Law School Building Boom

Law School Building Boom

Despite their graduates having fewer employment opportunities and lower pay, law schools are ramping up the brick and mortar. David Segal reports for The New York Times,

As other industries close offices and downsize plants, the manufacturing base behind the doctor of jurisprudence keeps growing. Fordham Law School in New York recently broke ground on a $250 million, 22-story building. The University of Baltimore School of Law and the University of Michigan Law School are both working on buildings that cost more that $100 million. Marquette University Law School in Wisconsin has just finished its own $85 million project. A bunch of other schools have built multimillion dollar additions.

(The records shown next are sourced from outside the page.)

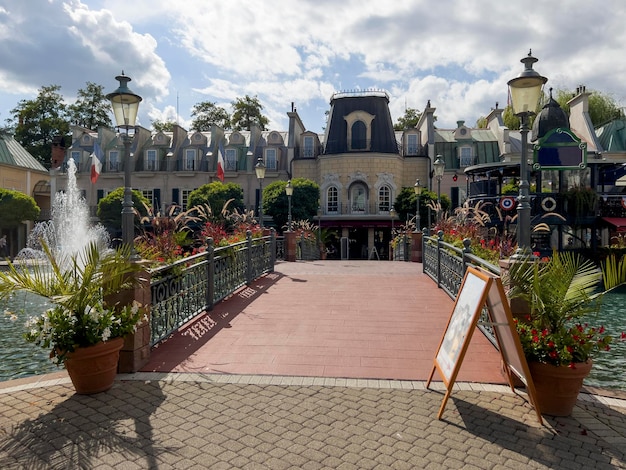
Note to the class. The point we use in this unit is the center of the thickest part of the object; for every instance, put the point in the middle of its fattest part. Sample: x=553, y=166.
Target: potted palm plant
x=84, y=329
x=563, y=294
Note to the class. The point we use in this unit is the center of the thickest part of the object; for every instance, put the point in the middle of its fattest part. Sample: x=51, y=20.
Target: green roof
x=12, y=153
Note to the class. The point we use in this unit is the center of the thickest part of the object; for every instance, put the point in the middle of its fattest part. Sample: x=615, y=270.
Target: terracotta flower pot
x=93, y=369
x=557, y=387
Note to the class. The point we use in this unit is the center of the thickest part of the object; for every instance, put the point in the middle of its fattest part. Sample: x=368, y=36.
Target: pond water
x=21, y=359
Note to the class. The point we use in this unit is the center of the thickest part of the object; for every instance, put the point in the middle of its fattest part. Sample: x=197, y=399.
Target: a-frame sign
x=481, y=290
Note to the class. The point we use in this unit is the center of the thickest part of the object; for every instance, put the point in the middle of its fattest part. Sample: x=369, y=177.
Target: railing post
x=439, y=242
x=273, y=249
x=425, y=234
x=467, y=250
x=249, y=278
x=210, y=288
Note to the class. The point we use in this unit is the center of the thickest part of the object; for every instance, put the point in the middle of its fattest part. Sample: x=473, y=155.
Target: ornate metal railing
x=193, y=285
x=446, y=265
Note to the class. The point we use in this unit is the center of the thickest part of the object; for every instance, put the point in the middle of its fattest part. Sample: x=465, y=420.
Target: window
x=359, y=133
x=358, y=197
x=184, y=197
x=75, y=155
x=411, y=144
x=230, y=160
x=151, y=163
x=465, y=155
x=270, y=159
x=114, y=163
x=308, y=151
x=190, y=159
x=384, y=199
x=332, y=200
x=149, y=195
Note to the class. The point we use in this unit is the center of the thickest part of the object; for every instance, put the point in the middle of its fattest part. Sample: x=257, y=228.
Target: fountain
x=69, y=232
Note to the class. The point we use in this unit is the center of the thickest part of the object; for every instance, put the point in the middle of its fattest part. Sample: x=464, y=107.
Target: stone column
x=290, y=246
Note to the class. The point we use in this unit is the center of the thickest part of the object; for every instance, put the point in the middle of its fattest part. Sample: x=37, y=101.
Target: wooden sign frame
x=481, y=289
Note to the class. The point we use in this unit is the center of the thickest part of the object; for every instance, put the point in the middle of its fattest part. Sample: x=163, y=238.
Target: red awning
x=618, y=222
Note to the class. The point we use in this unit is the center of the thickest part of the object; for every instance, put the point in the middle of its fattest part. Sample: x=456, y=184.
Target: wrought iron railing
x=446, y=265
x=193, y=285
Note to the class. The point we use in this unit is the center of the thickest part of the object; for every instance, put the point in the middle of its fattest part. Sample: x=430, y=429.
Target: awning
x=618, y=222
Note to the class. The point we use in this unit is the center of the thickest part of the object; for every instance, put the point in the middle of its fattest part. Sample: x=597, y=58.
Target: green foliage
x=91, y=108
x=82, y=287
x=406, y=204
x=216, y=195
x=409, y=120
x=38, y=121
x=247, y=111
x=110, y=208
x=163, y=126
x=207, y=113
x=304, y=201
x=16, y=207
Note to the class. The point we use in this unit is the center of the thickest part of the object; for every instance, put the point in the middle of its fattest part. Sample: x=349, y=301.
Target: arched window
x=384, y=199
x=332, y=200
x=358, y=197
x=359, y=136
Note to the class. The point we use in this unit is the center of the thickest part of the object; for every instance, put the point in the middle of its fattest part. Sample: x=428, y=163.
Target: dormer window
x=151, y=160
x=190, y=159
x=466, y=157
x=308, y=147
x=270, y=159
x=359, y=130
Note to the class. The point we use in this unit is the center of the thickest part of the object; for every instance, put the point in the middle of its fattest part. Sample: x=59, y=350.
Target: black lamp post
x=525, y=92
x=125, y=104
x=417, y=188
x=259, y=168
x=289, y=192
x=440, y=168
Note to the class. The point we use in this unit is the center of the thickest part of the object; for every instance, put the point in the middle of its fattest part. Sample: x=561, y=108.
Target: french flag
x=96, y=162
x=220, y=162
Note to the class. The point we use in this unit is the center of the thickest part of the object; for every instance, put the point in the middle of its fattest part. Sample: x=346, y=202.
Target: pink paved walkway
x=349, y=319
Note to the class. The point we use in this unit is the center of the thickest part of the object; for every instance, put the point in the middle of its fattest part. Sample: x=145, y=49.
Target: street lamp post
x=440, y=168
x=259, y=168
x=125, y=105
x=417, y=188
x=289, y=192
x=525, y=92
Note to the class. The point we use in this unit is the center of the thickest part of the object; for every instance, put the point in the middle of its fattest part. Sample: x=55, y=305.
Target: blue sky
x=459, y=54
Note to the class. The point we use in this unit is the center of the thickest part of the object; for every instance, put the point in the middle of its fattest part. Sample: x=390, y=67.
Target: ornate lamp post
x=289, y=192
x=440, y=168
x=525, y=92
x=125, y=104
x=417, y=188
x=259, y=168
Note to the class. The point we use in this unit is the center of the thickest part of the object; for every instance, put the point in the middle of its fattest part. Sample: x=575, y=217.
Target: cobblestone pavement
x=199, y=421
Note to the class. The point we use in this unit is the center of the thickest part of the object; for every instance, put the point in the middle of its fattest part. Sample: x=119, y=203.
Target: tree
x=216, y=194
x=206, y=113
x=91, y=109
x=304, y=201
x=163, y=126
x=247, y=111
x=409, y=120
x=39, y=121
x=406, y=204
x=16, y=207
x=110, y=208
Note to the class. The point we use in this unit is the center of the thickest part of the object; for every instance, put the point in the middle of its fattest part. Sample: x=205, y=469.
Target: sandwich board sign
x=481, y=290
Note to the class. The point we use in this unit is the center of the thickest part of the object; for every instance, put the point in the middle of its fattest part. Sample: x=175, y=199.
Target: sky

Segal explains that law school tuition has increased at 4 times that of undergraduate education, which itself has increased 4 times the CPI. ”From 1989 to 2009, when college tuition rose by 71 percent, law school tuition shot up 317 percent.”

It is one of the academy’s open secrets: law schools toss off so much cash they are sometimes required to hand over as much as 30 percent of their revenue to universities, to subsidize less profitable fields.

Law schools are enrolling more students than ever before at annual tuition rates of $40,000+ per year. And while Yale Harvard and other law schools advertise that recent graduate average $160,000 per year in earnings, New York Law School dean Richard A. Matasar, admits, “In these materials and in our conversations with students and applicants, we explicitly tell them that most graduates find work in small to medium firms at salaries between $35,000 and $75,000.”

Katherine Greenier, of N.Y.L.S.’s class of 2010 is unhappy. “There were people wondering, why did the school take on this many people in a job market this terrible?” she asked. “How many of these folks are going to find jobs? And what does it say about the school?”